George Caruana (1831–1872) was a Maltese minor philosopher mostly interested in epistemology. He held the Chair of Philosophy at the University of Malta (1859–72).

==Life==
Caruana was a diocesan priest. He was born in Victoria, Gozo in 1831, and dedicated his relatively short life to academic work. He studied at the bishop’s seminary in Gozo, and then at the Gregorian University in Rome, Italy, from where he graduated as Doctor of Ecclesiastical Studies. Back in the Maltese islands, in 1858 Caruana was appointed Rector at the bishop’s seminary of Malta.
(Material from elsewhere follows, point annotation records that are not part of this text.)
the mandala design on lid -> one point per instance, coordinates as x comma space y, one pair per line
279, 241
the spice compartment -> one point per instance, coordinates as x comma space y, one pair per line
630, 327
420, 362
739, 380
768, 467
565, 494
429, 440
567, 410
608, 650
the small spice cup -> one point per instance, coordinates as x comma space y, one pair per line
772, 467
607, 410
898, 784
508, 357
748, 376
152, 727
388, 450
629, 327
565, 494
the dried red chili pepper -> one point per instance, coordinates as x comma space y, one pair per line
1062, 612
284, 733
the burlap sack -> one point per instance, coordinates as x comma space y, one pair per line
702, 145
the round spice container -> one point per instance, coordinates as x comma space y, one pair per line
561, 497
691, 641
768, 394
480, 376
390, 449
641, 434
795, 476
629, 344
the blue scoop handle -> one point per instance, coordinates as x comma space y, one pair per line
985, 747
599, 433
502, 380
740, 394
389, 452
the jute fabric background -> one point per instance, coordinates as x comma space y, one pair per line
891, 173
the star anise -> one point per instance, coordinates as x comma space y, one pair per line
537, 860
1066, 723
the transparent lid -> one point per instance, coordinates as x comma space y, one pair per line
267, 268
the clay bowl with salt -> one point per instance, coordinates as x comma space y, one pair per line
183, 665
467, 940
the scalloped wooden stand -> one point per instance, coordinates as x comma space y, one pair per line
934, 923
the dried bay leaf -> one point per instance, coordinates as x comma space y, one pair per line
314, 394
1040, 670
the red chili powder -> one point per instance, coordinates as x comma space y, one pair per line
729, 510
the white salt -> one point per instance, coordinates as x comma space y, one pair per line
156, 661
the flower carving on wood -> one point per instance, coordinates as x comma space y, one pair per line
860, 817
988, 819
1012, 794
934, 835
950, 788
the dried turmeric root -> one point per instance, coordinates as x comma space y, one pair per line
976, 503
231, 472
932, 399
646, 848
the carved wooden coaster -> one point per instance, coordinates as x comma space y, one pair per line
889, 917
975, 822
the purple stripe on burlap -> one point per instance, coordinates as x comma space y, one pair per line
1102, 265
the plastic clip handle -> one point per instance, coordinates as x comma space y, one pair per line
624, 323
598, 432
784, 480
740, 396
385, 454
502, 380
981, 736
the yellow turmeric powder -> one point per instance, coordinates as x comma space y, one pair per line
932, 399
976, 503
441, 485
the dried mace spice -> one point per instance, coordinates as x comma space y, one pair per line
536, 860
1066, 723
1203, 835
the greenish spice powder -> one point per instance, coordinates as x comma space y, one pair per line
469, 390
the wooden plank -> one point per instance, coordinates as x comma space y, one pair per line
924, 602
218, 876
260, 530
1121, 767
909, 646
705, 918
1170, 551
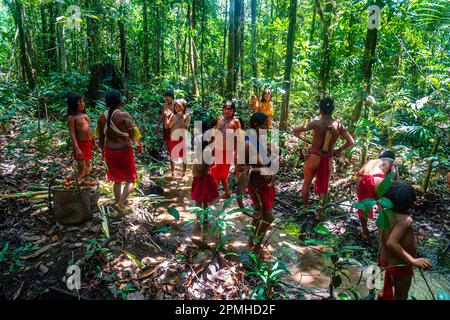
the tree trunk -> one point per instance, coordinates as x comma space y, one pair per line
157, 40
240, 54
52, 52
325, 15
192, 51
123, 50
146, 55
254, 40
224, 47
92, 35
44, 35
27, 71
426, 181
366, 72
313, 24
234, 42
61, 42
288, 63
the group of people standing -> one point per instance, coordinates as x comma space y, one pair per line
117, 133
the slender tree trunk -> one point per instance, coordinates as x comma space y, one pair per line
61, 42
240, 54
288, 63
366, 71
157, 39
146, 55
27, 71
92, 35
52, 52
224, 47
313, 24
325, 15
44, 35
192, 51
254, 57
124, 67
426, 181
234, 41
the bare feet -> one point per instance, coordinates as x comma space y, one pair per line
364, 235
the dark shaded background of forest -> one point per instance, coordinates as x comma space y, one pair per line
391, 85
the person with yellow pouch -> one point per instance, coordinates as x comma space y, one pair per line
266, 106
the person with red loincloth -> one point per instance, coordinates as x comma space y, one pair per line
204, 187
167, 110
259, 179
178, 123
370, 176
319, 159
399, 244
81, 134
117, 135
224, 147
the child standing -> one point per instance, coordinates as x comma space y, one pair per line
224, 148
178, 120
167, 110
204, 187
266, 106
370, 176
81, 134
254, 104
399, 244
319, 159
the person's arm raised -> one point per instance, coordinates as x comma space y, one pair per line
100, 127
73, 137
393, 244
296, 131
349, 142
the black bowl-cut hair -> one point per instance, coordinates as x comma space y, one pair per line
170, 94
387, 154
72, 103
258, 119
402, 196
326, 105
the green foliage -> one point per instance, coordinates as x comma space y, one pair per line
269, 276
12, 257
385, 204
339, 255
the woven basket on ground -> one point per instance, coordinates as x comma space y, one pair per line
73, 207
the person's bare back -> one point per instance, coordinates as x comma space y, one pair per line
123, 122
82, 125
320, 128
401, 223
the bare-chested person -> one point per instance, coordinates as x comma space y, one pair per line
259, 184
167, 111
319, 158
399, 244
116, 133
370, 176
81, 134
223, 150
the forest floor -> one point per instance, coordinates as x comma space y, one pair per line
150, 254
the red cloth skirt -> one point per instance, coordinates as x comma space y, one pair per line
266, 193
366, 189
182, 148
121, 165
204, 189
166, 135
388, 288
86, 148
322, 173
222, 165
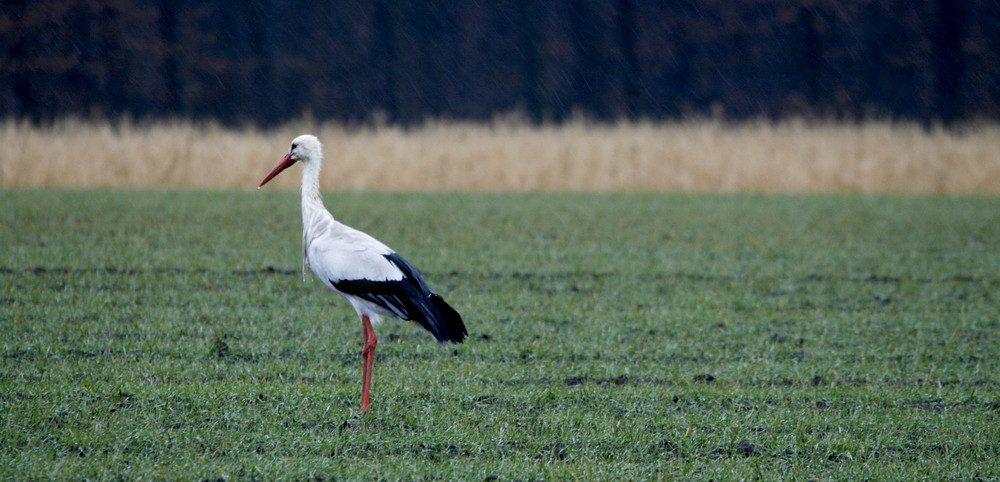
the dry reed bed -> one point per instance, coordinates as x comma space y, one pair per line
794, 156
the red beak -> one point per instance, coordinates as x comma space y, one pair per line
284, 164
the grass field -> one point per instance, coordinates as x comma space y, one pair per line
170, 335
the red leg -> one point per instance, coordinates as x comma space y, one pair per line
368, 357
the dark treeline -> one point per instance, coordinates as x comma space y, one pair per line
268, 61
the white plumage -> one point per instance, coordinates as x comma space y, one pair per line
374, 279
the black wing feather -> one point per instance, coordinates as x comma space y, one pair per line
410, 299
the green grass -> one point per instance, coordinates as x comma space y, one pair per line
171, 335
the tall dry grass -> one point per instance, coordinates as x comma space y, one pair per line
793, 156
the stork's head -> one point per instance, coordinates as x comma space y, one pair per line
305, 148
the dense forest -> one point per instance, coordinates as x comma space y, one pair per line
402, 61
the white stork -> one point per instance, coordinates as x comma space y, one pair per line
377, 281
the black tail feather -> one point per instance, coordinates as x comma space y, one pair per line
448, 326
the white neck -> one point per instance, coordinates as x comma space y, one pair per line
315, 217
312, 203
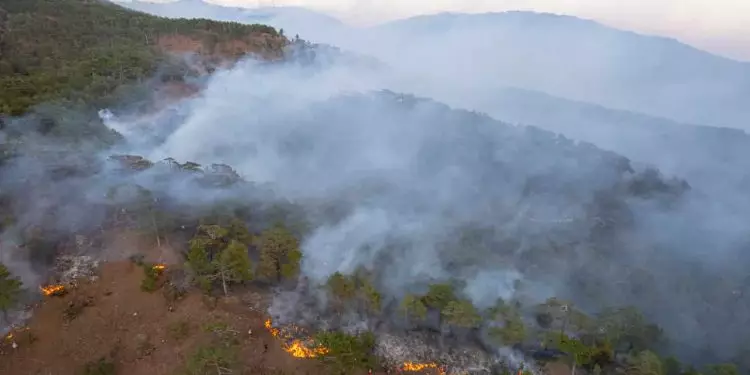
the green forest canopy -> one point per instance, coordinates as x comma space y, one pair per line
85, 49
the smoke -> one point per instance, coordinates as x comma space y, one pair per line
424, 193
418, 192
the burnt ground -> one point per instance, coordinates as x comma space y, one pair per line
139, 332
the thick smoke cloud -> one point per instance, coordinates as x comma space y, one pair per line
421, 193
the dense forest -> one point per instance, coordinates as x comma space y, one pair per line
85, 50
233, 232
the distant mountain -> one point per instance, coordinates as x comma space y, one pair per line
703, 154
309, 24
572, 58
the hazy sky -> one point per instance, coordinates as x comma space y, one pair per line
721, 26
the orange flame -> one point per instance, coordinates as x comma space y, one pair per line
297, 348
415, 366
52, 290
274, 331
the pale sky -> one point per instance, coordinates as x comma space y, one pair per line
720, 26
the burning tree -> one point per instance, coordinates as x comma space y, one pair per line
347, 353
280, 254
10, 291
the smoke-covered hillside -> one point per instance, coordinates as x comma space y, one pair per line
313, 178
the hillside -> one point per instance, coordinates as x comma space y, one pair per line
84, 50
294, 218
311, 25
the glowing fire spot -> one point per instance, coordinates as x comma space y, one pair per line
297, 348
274, 331
52, 290
415, 366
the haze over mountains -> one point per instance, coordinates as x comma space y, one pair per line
629, 93
334, 150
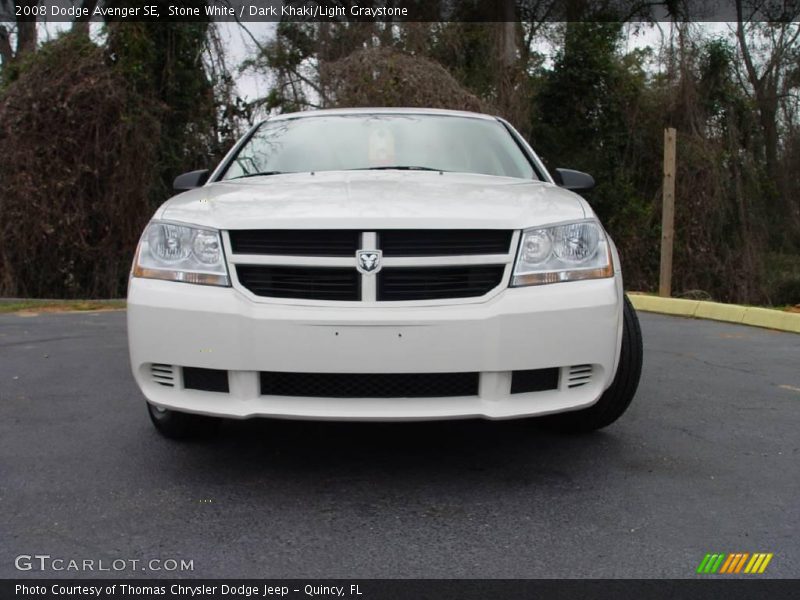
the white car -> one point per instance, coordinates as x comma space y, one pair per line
380, 264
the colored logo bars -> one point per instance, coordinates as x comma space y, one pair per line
739, 562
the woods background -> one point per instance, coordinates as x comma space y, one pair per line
96, 123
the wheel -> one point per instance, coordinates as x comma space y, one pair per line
616, 399
177, 425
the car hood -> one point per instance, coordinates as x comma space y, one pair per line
375, 200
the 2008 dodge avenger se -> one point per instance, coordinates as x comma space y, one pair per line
381, 264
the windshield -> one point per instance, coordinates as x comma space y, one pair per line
381, 141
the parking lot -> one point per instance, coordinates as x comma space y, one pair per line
706, 460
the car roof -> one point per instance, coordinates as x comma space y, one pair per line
382, 111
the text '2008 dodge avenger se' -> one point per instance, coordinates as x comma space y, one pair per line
381, 264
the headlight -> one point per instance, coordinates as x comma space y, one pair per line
181, 253
566, 252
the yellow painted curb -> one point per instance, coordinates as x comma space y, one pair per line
717, 311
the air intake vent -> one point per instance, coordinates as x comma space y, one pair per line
579, 375
534, 380
163, 374
205, 380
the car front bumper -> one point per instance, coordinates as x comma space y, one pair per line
568, 326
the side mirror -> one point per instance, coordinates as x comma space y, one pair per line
190, 180
577, 181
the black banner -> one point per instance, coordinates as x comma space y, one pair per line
400, 10
416, 589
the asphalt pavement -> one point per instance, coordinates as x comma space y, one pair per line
705, 460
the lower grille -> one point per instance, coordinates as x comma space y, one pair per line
206, 380
431, 283
312, 283
369, 385
534, 380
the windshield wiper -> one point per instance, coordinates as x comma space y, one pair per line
259, 174
400, 168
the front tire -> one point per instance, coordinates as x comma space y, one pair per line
177, 425
616, 399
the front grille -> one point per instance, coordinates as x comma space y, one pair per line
321, 264
432, 283
445, 242
304, 242
534, 380
313, 283
207, 380
369, 385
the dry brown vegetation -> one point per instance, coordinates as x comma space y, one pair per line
76, 146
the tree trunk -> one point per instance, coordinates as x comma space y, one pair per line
26, 30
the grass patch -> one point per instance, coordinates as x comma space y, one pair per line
15, 306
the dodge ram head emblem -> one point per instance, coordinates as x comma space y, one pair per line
368, 261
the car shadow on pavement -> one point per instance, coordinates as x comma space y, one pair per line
282, 451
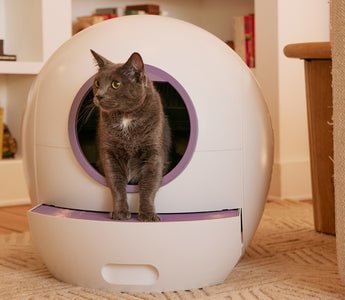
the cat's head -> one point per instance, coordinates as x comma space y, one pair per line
119, 87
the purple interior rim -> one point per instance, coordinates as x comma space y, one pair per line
155, 74
53, 211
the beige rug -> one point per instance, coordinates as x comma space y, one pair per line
287, 259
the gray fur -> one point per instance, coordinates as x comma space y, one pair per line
133, 133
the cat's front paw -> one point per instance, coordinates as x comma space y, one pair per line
148, 217
121, 215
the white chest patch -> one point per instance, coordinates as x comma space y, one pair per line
126, 123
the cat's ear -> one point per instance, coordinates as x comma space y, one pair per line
136, 62
134, 67
100, 60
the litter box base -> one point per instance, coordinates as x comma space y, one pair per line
182, 252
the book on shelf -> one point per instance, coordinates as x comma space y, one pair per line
244, 38
107, 13
6, 57
1, 129
151, 9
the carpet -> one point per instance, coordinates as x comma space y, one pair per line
286, 259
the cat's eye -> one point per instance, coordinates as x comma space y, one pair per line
115, 84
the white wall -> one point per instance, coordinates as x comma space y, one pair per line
280, 23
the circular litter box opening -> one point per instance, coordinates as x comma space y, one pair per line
178, 108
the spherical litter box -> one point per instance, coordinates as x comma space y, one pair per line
211, 200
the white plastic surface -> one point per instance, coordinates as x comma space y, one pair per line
126, 256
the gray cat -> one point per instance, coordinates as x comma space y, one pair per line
133, 133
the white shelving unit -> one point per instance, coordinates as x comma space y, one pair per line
31, 29
34, 29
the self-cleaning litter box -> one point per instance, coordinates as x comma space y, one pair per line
211, 200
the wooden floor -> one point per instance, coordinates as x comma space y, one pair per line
14, 219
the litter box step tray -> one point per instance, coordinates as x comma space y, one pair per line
183, 251
51, 210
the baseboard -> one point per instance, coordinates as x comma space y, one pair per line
291, 180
Here he taught philosophy and mathematics. A few months later, in 1859, he was appointed Professor of the Chair of Philosophy at the University of Malta. His teaching compliments here were various: intellectual philosophy, moral philosophy, and metaphysics. During the same time, he was also member of the Committee of the National Library of Malta. Caruana occupied the Chair of Philosophy for thirteen years, until his premature death. He died on 27 May 1872. His funeral oration was delivered by fellow-philosopher Saviour Cumbo.

==Extant work==
Only one work of Caruana is as yet known to exist. It is simply called Filosofia (Philosophy). The work is still in manuscript form. It is written in Italian, and contains 184 folios in Caruana’s own handwriting. The document is divided into an introduction, chapters, and paragraphs.

Caruana deals with a number of themes, namely, knowledge, truth, nature, conscience, sensibility, imagination, intellect, intuition, judgement, discourse, memory, words, and such like subjects. All are discussed in a philosophically clear and argumentative way.